Using a detailed closeup image [below] of the disc, kindly taken by Lucy Pringle, specifically for helping to decode the binary sequence, I was able to construct small squares or 'pixels' and superimpose them on the image. Then, starting from the centre and spiraling outwards, we get a 1 if the crop is standing and a 0 if the crop is flattened. Every 9th position is a small tuft of standing crop which is smaller than the standard 'pixels'. This I, along with several other researchers, interpret to be some kind of divider between digits. Between each marker digit are 8 'pixels', which conveniently corresponds to the standard 8 bits per byte notation that us computer programmers use. By using 8 bits we can represent anything from 00000000 which is 0 in decimal right up to 11111111 (ie. all 8 pixels 'on') which is 255 in decimal.

In order to represent numbers and letters of the alphabet, computers use a set of 128 characters which comprises what is known as the ASCII character set. ASCII stands for American Standard Code for Information Interchange and was devised by the ANSI corporation back in the 1960s. The original ASCII set comprised of 7 bits in order to represent 128 unique characters.
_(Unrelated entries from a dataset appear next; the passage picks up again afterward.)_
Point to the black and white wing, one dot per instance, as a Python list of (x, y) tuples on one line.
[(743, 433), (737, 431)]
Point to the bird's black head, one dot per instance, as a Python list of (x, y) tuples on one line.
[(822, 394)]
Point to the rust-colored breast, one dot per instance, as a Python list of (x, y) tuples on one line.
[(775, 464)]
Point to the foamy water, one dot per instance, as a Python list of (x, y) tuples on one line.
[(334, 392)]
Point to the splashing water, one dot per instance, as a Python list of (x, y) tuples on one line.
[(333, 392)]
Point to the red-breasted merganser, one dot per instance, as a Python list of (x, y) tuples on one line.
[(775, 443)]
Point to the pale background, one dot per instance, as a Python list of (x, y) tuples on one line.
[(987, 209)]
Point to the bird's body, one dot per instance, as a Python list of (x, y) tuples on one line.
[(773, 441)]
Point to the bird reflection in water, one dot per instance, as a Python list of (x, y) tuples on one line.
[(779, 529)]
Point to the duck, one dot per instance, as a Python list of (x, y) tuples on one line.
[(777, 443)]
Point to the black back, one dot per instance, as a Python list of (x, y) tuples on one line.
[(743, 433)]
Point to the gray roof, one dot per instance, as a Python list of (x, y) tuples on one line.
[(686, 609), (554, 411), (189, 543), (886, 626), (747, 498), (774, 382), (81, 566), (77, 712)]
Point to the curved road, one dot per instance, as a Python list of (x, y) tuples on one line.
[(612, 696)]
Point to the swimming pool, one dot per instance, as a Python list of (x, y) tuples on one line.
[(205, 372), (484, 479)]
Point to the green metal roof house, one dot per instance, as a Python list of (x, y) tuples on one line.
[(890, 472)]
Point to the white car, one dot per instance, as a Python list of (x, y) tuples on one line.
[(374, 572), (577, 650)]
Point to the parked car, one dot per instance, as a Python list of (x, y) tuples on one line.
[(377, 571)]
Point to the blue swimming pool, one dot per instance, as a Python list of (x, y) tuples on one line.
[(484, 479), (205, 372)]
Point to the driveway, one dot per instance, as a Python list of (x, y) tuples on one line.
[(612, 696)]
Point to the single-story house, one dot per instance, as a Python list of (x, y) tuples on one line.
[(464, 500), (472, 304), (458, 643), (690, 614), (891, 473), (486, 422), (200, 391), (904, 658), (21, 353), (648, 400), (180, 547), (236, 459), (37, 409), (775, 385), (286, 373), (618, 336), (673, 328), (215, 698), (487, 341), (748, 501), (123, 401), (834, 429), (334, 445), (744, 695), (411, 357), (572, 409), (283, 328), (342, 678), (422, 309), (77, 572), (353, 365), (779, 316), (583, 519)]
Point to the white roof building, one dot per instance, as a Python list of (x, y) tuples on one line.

However, modern computers use an 8 bit character set which can display 255 different characters. The 'upper' 128 characters are usually reserved for special characters such as accented foreign characters and things like the Euro symbol.

Going back to our spiral of binary digits in the crop formation disc, we obtain an initial grouping of 01000010 01100101 01110111 01100001 01110010 and so on, spiraling out from the centre. (see diagram). We can translate these binary sequences into their decimal equivalent and thus look them up in the ASCII character set to see what letters they correspond to.